SCIENTIFIC COMMITTEE
(current composition)
Iraide Ibarretxe Antunano (University of Zaragoza)
Jocelyn Benoist (Université de Paris 1)
Raphael Berthele (Université de Fribourg, Switzerland)
Per Aage Brandt, (Case Western Reserve University)
Peer F. Bundgård (Aarhus Universitet)
Seana Coulson, (Department of Cognitive Science, UCSD)
Jules Davidoff (Goldsmith's, University of London)
Jean-Pierre Durafour (University of Tubingen)
Michel de Fornel (EHESS, Paris)
Vyvyan Evans, (University of Sussex, Grande-Bretagne)
Dirk Geeraerts, (Department of Linguistics, Katholieke Universiteit
Leuven, Belgique)
Clarisse Herrenschmidt (CNRS-Laboratoire Anthropologie Sociale,
Paris)
Chris Knight (University of Edinburgh)
Bernard Laks (Université de Paris 10-Nanterre)
Sandra Laugier (Université d'Amiens)
Maarten Lemmens, (Université Lille III)
Lorenza Mondada (Université Lyon II)
François Nemo (Université Orléans)
Domenico Parisi (CNR, Roma)
David Piotrowski (CREA, Paris)
Stéphane Robert (CNRS, Paris)
François Rastier (CNRS-Modico, Paris)
Lucien Scubla (Ecole Polytechnique, Paris)
Göran Sonesson (Lund, Semiotics)
John Stewart (Université de Technologie de Compiègne)
Frederik Stjernfelt (University of Copenhagen)
Wolfgang Wildgen (University of Bremen)

SUBMISSIONS

Submissions are solicited either for oral presentations or for poster
sessions.
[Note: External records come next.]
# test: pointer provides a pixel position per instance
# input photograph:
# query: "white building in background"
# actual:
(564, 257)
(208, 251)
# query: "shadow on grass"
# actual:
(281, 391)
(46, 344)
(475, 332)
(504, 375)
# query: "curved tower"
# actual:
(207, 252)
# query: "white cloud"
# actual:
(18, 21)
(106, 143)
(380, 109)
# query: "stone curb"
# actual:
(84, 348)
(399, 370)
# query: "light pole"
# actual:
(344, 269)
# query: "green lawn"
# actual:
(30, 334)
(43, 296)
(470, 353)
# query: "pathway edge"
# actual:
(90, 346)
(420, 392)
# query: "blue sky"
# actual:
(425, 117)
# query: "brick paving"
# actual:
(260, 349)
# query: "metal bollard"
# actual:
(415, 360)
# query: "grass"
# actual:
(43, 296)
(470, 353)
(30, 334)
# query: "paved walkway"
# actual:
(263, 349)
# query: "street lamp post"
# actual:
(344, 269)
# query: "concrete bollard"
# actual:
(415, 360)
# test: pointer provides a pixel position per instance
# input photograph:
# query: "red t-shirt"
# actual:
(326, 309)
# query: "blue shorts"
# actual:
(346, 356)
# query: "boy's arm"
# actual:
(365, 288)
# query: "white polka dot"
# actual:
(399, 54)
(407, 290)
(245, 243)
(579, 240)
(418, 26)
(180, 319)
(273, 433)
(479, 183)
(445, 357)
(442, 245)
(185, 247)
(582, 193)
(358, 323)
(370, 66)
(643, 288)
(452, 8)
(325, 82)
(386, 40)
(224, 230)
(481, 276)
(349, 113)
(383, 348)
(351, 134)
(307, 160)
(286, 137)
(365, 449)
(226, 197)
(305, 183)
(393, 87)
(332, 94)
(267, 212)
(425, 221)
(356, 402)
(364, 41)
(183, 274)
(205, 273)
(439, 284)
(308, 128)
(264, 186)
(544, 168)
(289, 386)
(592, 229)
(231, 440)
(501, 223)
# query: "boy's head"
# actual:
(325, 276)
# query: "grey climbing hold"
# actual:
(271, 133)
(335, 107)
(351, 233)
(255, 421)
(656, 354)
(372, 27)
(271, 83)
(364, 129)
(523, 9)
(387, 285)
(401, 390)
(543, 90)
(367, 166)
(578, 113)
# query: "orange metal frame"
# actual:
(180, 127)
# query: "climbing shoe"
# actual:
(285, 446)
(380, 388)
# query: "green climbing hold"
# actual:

They will be reviewed by members of the International
Scientific Committee. Oral presentations should last 20 minutes (plus
10 minutes discussion). All submissions should follow the abstract
guidelines below.

Submissions should be in English. Abstracts should not exceed 1200
words (about two A4 pages), single-spaced, font size 12 pt or larger,
with 2.5 cm margins on all sides. Any diagrams and references must
fit on this two page submission.

Head material (at the top of the first page):

- Title of the paper,
- Author name(s),
- Author affiliation(s) in brief (1 line),
- Email address of principal author
- Type of submission (oral presentation, poster)

Abstracts should be emailed to submission at lcm2006.net as an
ATTACHMENT (i.e. not included in the message) preferably as a MS Word
document, but in PDF or postscript format if it is necessary to
include a diagram or figure.

Abstracts should be submitted by January 15, 2006. Notification of
acceptance by March 30, 2006. All abstracts will be reviewed by
members of the International Scientific Committee.